Anonymous: Originally we planned to film the scene with a roaming camera, more like our other scenes, opening with us chasing Paul up the stairs and out onto the roof. But once up there, the camera can’t go on the other side of Cody, which means he would be looking away half the film. So we chose to give ourselves an ever stronger restraint: shoot on a tripod. The trail of compositions was developed with two constraints in mind: camera can’t move, and blocking dictates composition. If the actor wants a closeup, they come closer to camera, and so on. The film opens on extremely wide to emphasize the humor of the situation, and slowly changes as things becomes more serious. As for improv, high speed dialogue doesn’t really allow for improvisation.

The fireworks added so much impact to the depth of this scene. How was that planned out? Something you certainly couldn’t rehearse.

Anonymous: We circled 4th of July on our calendar and went roof hunting. The scene was rehearsed for three months in preparation.

How did you prepare for the fireworks technically? With the lighting exposures and even audio recordings?

Anonymous: We brought three different light meters onto the roof, arranged them in a triangle with flashlights pointed to the north, south, east and west, then ritualistic crushed the meters with tire irons and crossed our fingers before pressing record.

You claim that everything is real in this film, was the actor really on the ledge?

Anonymous: Real actor. Real ledge. Arguably a real idiot.

The scene runs almost 10 minutes long, did everything go as planned?
How many full takes did you have?

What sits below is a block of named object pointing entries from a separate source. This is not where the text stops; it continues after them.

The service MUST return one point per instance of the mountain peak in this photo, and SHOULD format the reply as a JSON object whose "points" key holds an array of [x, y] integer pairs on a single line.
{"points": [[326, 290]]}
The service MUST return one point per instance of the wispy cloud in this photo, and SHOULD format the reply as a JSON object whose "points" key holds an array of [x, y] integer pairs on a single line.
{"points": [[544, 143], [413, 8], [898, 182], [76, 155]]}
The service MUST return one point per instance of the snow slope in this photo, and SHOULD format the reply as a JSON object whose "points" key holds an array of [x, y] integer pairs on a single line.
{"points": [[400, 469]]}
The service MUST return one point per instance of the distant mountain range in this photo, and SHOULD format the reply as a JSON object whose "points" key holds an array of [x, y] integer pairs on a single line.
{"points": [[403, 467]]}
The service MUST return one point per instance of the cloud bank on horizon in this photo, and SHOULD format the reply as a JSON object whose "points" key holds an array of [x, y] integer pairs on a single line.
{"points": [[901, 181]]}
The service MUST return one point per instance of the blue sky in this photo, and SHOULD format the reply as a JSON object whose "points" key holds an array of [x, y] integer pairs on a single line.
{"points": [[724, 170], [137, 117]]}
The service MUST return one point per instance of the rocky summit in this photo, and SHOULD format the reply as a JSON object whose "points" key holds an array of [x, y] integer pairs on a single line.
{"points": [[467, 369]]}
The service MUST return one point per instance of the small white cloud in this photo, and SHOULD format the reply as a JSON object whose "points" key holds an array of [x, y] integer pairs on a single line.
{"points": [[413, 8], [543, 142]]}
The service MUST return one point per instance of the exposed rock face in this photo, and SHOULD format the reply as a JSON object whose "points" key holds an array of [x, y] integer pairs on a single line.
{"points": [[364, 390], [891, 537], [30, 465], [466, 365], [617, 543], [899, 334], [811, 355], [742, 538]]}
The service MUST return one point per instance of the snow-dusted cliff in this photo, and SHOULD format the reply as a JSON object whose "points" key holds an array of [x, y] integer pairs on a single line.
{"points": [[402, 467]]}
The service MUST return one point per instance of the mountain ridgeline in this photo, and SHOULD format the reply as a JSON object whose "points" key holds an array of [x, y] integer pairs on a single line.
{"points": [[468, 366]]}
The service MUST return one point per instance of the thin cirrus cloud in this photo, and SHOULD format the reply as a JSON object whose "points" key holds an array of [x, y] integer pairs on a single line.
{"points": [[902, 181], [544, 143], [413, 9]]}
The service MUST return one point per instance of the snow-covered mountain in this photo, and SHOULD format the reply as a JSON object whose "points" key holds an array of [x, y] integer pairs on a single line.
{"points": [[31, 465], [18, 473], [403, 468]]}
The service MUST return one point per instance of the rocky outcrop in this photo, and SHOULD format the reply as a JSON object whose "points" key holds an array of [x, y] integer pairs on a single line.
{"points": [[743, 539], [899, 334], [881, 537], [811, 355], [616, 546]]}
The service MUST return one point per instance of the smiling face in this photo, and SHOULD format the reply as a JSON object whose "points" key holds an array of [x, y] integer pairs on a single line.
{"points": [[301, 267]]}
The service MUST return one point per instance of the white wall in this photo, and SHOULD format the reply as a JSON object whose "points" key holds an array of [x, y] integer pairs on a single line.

I’m assuming it was a very short window with the fireworks.

005 Jumpers Rooftop - Cody Close Up

Anonymous: Everything never goes as planned in long take sequences. We lovingly call these the “tradeoff scenes” — each take is always the best for some moment, so you have to focus on the big picture: performance, heart, serendipity. We shot ten total. The main fireworks ran for roughly 25 minutes, so we timed the second take to climax with the display. The flashes and explosions when Paul reaches for Cody’s arm are really the end of the show; the silence at the end is a genuine denouement.

Your anonymous actors were great, how much liberty did they have with the script?

Anonymous: We have to keep some secrets.